Despite long odds of prevailing in a lawsuit against Rutherford County to gain the right to publish public notices, Pete Doughtie remains adamant that The Rutherford Reader is a newspaper of general circulation.
“I have gone to various people within the Rutherford County government to try to convince them that we meet the criteria to be a newspaper of general circulation, but no one will even consider The Reader for public notices,” said Doughtie, the publisher of The Reader.
“I just want to be given the opportunity to be included in the mix,” he added. “All of this boils down to the fact that Rutherford County should allow my newspaper to compete too.”
When asked whether his coverage of the Islamic Center of Murfreesboro and Muslim community has negatively impacted his business, Doughtie also remained defiant and rebuked claims that the Rutherford Reader is a form of “hate speech,” as some critics have called it.
“(Rutherford County officials) might not like me, and that is fine,” Doughtie said, “but they are using the excuse that I have never had the backing of the Tennessee Attorney General’s Office to treat me differently than the other newspapers. ... I am not going to lay off issues regarding the mosque, nor Muslims. I am speaking the truth.”
The Tennessee attorney general has issued two opinions stating The Reader is not a newspaper of general circulation, and therefore, it is not qualified to publish public and legal notices under current state law.
The 72-year-old former advertising salesman said he believes, however, the practice of having the Tennessee attorney general determine what qualifies as a newspaper of general circulation is outdated and unnecessary.
“This sort of arrangement was made decades ago, and times are different,” said Doughtie, who moved to Murfreesboro in 1999. “Nothing has changed to adapt to the times.”
Doughtie said he filed a lawsuit in the U.S. District Court of Middle Tennessee because the Tennessee attorney general announced in December 2009 the department would no longer act as an authority on the matter, only months after denying his request for a second time.

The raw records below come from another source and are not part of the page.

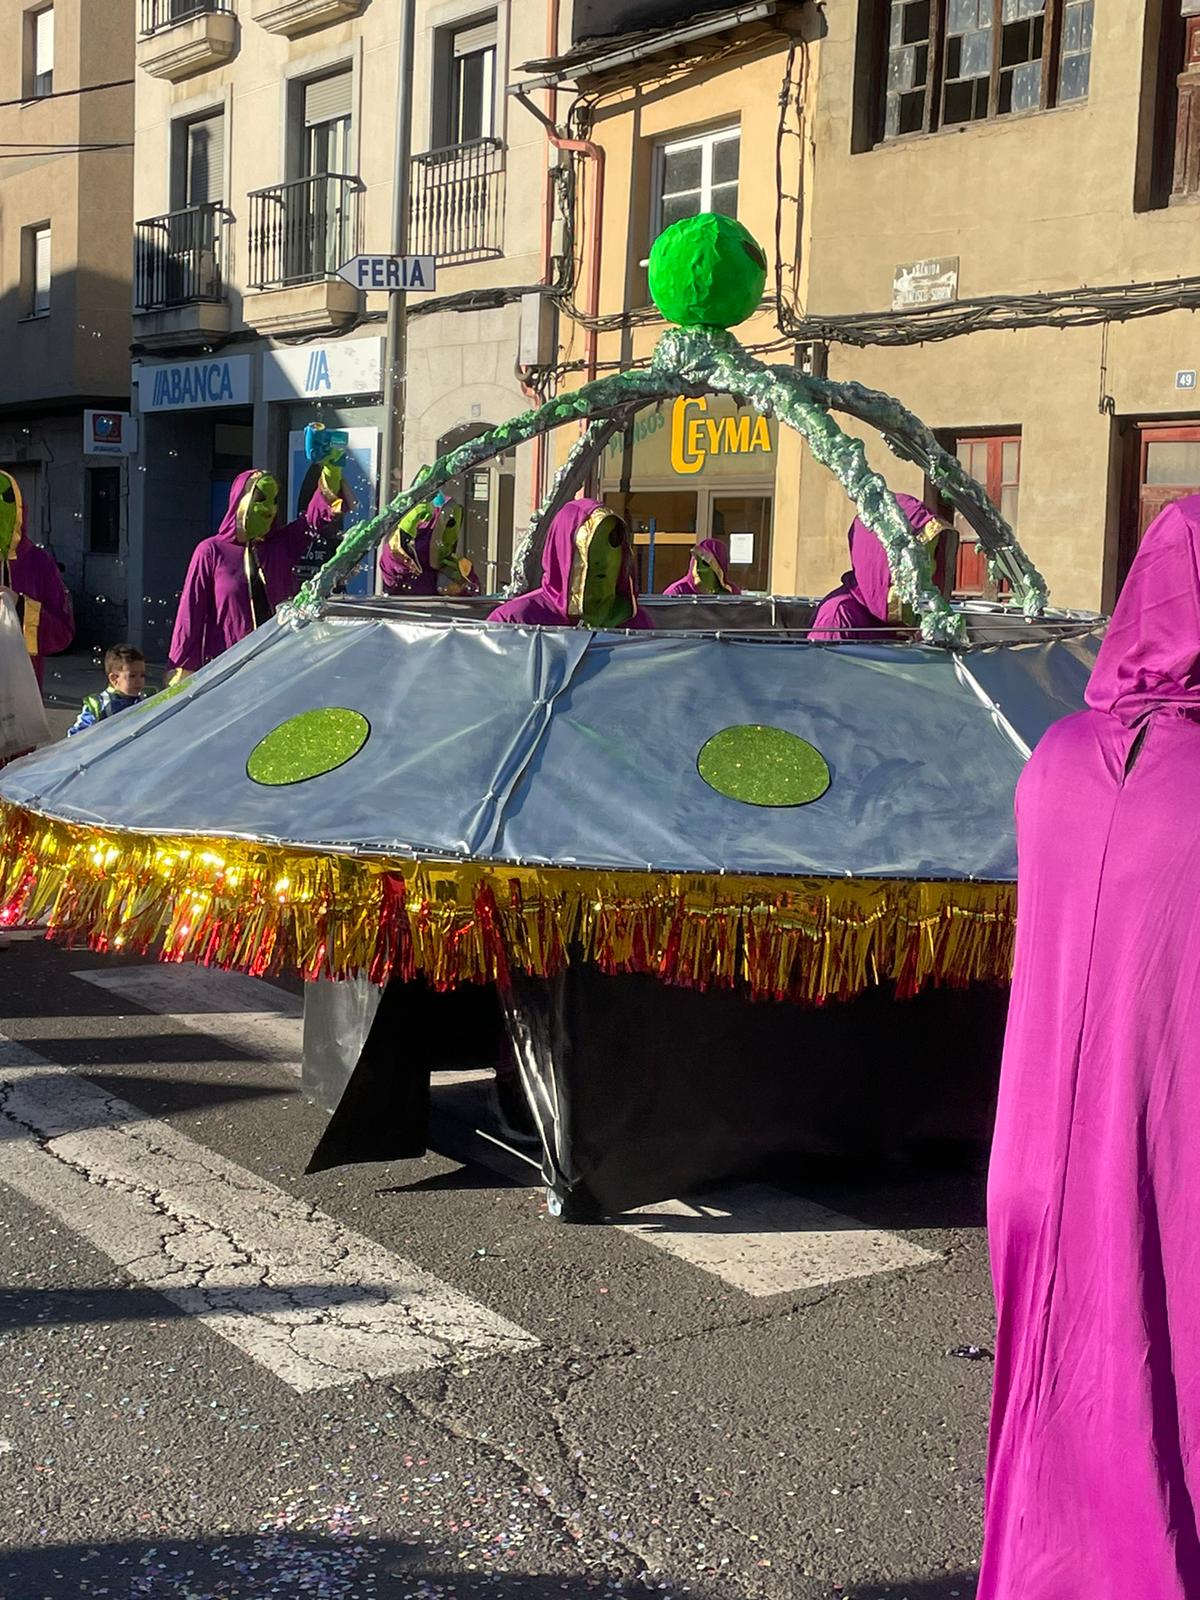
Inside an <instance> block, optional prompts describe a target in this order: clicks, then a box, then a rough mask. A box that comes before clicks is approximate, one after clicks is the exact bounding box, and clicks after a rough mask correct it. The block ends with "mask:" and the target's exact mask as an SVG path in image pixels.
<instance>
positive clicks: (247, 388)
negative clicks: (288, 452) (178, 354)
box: [138, 355, 250, 411]
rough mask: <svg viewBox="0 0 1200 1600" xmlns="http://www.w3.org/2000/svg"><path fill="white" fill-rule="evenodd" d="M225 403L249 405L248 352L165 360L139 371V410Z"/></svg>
mask: <svg viewBox="0 0 1200 1600" xmlns="http://www.w3.org/2000/svg"><path fill="white" fill-rule="evenodd" d="M224 405H250V357H248V355H224V357H216V358H210V360H205V362H166V363H163V365H162V366H142V368H141V371H139V376H138V406H139V410H141V411H200V410H206V408H211V406H224Z"/></svg>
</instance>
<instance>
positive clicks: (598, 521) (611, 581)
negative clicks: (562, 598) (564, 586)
mask: <svg viewBox="0 0 1200 1600" xmlns="http://www.w3.org/2000/svg"><path fill="white" fill-rule="evenodd" d="M574 549H576V558H574V571H573V574H571V592H573V595H578V613H579V616H581V618H582V621H584V622H586V624H587V627H624V624H626V622H627V621H629V618H630V616H632V614H634V608H632V605H630V602H629V595H624V594H621V590H619V587H618V586H619V582H621V571H622V568H624V562H626V528H624V523H622V522H621V520H619V518H618V517H613V515H592V517H589V518H587V522H586V523H584V525H582V526H581V528H579V533H578V534H576V536H574ZM571 610H576V608H574V606H573V608H571Z"/></svg>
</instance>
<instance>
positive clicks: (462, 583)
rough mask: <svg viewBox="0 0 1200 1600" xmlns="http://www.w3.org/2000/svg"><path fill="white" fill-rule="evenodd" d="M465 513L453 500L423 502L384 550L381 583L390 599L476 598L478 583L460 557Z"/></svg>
mask: <svg viewBox="0 0 1200 1600" xmlns="http://www.w3.org/2000/svg"><path fill="white" fill-rule="evenodd" d="M461 528H462V510H461V507H458V506H454V504H451V502H450V501H440V499H434V501H421V504H418V506H414V507H413V509H411V510H410V512H406V514H405V515H403V517H402V518H400V525H398V526H397V530H395V533H394V534H392V536H390V539H387V541H384V546H382V549H381V550H379V581H381V582H382V586H384V592H386V594H389V595H477V594H478V592H480V584H478V578H477V576H475V570H474V566H472V563H470V562H469V560H467V558H466V555H459V554H458V536H459V531H461Z"/></svg>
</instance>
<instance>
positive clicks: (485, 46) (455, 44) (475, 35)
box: [454, 18, 496, 56]
mask: <svg viewBox="0 0 1200 1600" xmlns="http://www.w3.org/2000/svg"><path fill="white" fill-rule="evenodd" d="M494 48H496V21H494V18H493V19H491V21H490V22H480V24H478V26H477V27H461V29H458V30H456V34H454V54H456V56H474V54H475V51H477V50H494Z"/></svg>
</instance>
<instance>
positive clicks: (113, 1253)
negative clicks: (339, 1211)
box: [0, 1034, 538, 1394]
mask: <svg viewBox="0 0 1200 1600" xmlns="http://www.w3.org/2000/svg"><path fill="white" fill-rule="evenodd" d="M0 1139H3V1158H0V1182H3V1184H6V1186H8V1187H10V1189H14V1190H18V1194H21V1195H24V1197H26V1198H27V1200H30V1202H34V1205H37V1206H42V1210H45V1211H48V1213H50V1214H51V1216H54V1218H58V1219H59V1221H61V1222H64V1224H66V1226H67V1227H70V1229H74V1230H75V1232H77V1234H80V1235H82V1237H83V1238H86V1240H88V1242H90V1243H91V1245H94V1246H96V1248H98V1250H101V1251H104V1254H106V1256H109V1258H110V1259H112V1261H114V1262H115V1264H117V1266H118V1267H120V1269H122V1270H123V1272H126V1274H128V1275H130V1277H131V1278H133V1280H134V1282H136V1283H141V1285H146V1286H147V1288H150V1290H157V1291H158V1293H160V1294H163V1296H165V1298H166V1299H170V1301H173V1302H174V1304H176V1306H178V1307H179V1309H181V1310H184V1312H187V1314H189V1315H192V1317H197V1320H200V1322H202V1323H205V1326H206V1328H211V1330H213V1331H214V1333H218V1334H221V1336H222V1338H226V1339H229V1341H230V1344H235V1346H237V1347H238V1349H240V1350H242V1352H243V1354H245V1355H248V1357H251V1358H253V1360H256V1362H258V1363H259V1365H262V1366H266V1368H267V1370H269V1371H270V1373H274V1374H275V1376H277V1378H280V1379H282V1381H283V1382H286V1384H290V1386H291V1387H293V1389H296V1390H299V1392H302V1394H304V1392H309V1390H314V1389H326V1387H333V1386H336V1384H352V1382H355V1381H358V1379H362V1378H390V1376H395V1374H398V1373H411V1371H421V1370H426V1368H432V1366H442V1365H446V1363H450V1362H454V1360H461V1358H464V1357H474V1358H478V1357H488V1355H499V1354H502V1352H507V1350H528V1349H533V1347H536V1344H538V1339H536V1338H533V1334H528V1333H525V1330H522V1328H518V1326H515V1323H510V1322H507V1320H506V1318H504V1317H499V1315H496V1314H494V1312H491V1310H488V1309H486V1307H485V1306H480V1304H477V1302H475V1301H472V1299H469V1298H467V1296H466V1294H461V1293H459V1291H458V1290H453V1288H451V1286H450V1285H446V1283H442V1282H440V1280H438V1278H435V1277H432V1275H430V1274H427V1272H422V1270H421V1269H419V1267H416V1266H414V1264H413V1262H410V1261H405V1259H403V1258H400V1256H394V1254H392V1253H390V1251H389V1250H384V1246H382V1245H378V1243H376V1242H374V1240H370V1238H365V1237H363V1235H362V1234H355V1232H354V1230H352V1229H349V1227H344V1226H342V1224H341V1222H338V1221H336V1219H334V1218H331V1216H328V1214H326V1213H323V1211H318V1210H317V1208H314V1206H310V1205H307V1203H306V1202H302V1200H298V1198H296V1197H294V1195H290V1194H286V1192H285V1190H282V1189H277V1187H275V1186H274V1184H269V1182H266V1181H264V1179H262V1178H259V1176H258V1174H256V1173H251V1171H248V1170H246V1168H243V1166H237V1165H234V1163H232V1162H227V1160H224V1157H221V1155H218V1154H214V1152H213V1150H208V1149H205V1147H203V1146H200V1144H197V1142H195V1141H194V1139H189V1138H186V1136H184V1134H181V1133H178V1131H176V1130H174V1128H173V1126H171V1125H170V1123H165V1122H160V1120H158V1118H154V1117H146V1115H144V1114H142V1112H139V1110H138V1109H136V1107H134V1106H130V1104H126V1102H125V1101H120V1099H117V1098H114V1096H112V1094H106V1093H104V1090H101V1088H99V1086H98V1085H94V1083H90V1082H88V1080H86V1078H78V1077H75V1074H72V1072H69V1070H67V1069H64V1067H59V1066H56V1064H54V1062H51V1061H46V1059H45V1058H42V1056H38V1054H37V1053H35V1051H32V1050H27V1048H26V1046H24V1045H19V1043H16V1042H13V1040H8V1038H6V1037H5V1035H3V1034H0Z"/></svg>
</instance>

Since then, Doughtie said he has been unable to obtain a third opinion that very well could be issued in his favor.
“The entire system is messed up,” he said. “What is it going to take to correct it? Perhaps, this lawsuit will bring attention to a very serious issue.”
According to the lawsuit filed in March, Doughtie insists his constitutional rights of due process and equal protection under the law have been violated because Rutherford County public notices are published in The Murfreesboro Post and The Daily News Journal, while The Reader has been denied the chance to do so.
In addition to trying to be added to the approved publication list, Doughtie is also seeking an unspecified amount of damages from Rutherford County, which he contends should pay all of the court costs and attorney fees if he wins the case.
On Monday, Doughtie suffered his first legal setback in the ongoing court battle when a federal judge denied an injunction request to force Rutherford County to include The Reader on its list of newspapers that are authorized to publish public notices.
In a memorandum that seems to be at an attempt to discourage future proceedings, Judge Todd J. Campbell ruled Doughtie has little chance of winning a lawsuit over his right to publish public notices, as well as other legal announcements.
“The court finds that (Doughtie) has failed to show the need for this extraordinary relief,” Campbell said, adding that he believes “there is significant doubt” as to whether Doughtie will ultimately prevail in the lawsuit.
Noting Doughtie bears the burden of proving his constitutional rights have been violated, Campbell said it would be unfair to make Rutherford County officials deviate away from the status quo. As such, the injunction could have caused unintended consequences in the future.
“If the court were to grant this preliminary injunction request … and then later dissolve the injunction and enter a judgment in favor of (Rutherford County), any such notices in (The Reader) could be defective, causing possible havoc within the state court systems,” he said.
Therefore, Campbell said, he should not intervene and issue an injunction against Rutherford County before the lawsuit even goes to trial in federal court.
In response to the allegations, Rutherford County attorneys have countered The Reader is not a legitimate newspaper.
To qualify as a newspaper of general circulation under Tennessee law, a publication must be published at least one a week, be distributed throughout the county, and include news of general interest pertaining to the community.
Even though it meets the first two criteria, Rutherford County officials maintain that because the Tennessee attorney general has determined The Reader does not meet the latter requirement on more than one occasion, they have done nothing wrong.
“(Doughtie) appears to rely on his assertion that he believes (The Reader) satisfies certain criteria to be considered a newspaper of general circulation under Tennessee law,” said attorney Jim Cope, one of the attorneys who represents Rutherford County.
“However, there are two Tennessee attorney general opinions, which clearly state The Reader is not a newspaper of general circulation and is not qualified to publish legal notices,” Cope said in court documents filed in June.
Throughout much of the scathing response that calls for dismissing the case altogether, Cope points out the attorney general has never issued an opinion stating The Post and DNJ are ineligible to publish legal notices – a fact that distinguishes both newspapers from The Reader.
“Therefore,” Cope said, “a rational basis exists for treating The Reader differently.”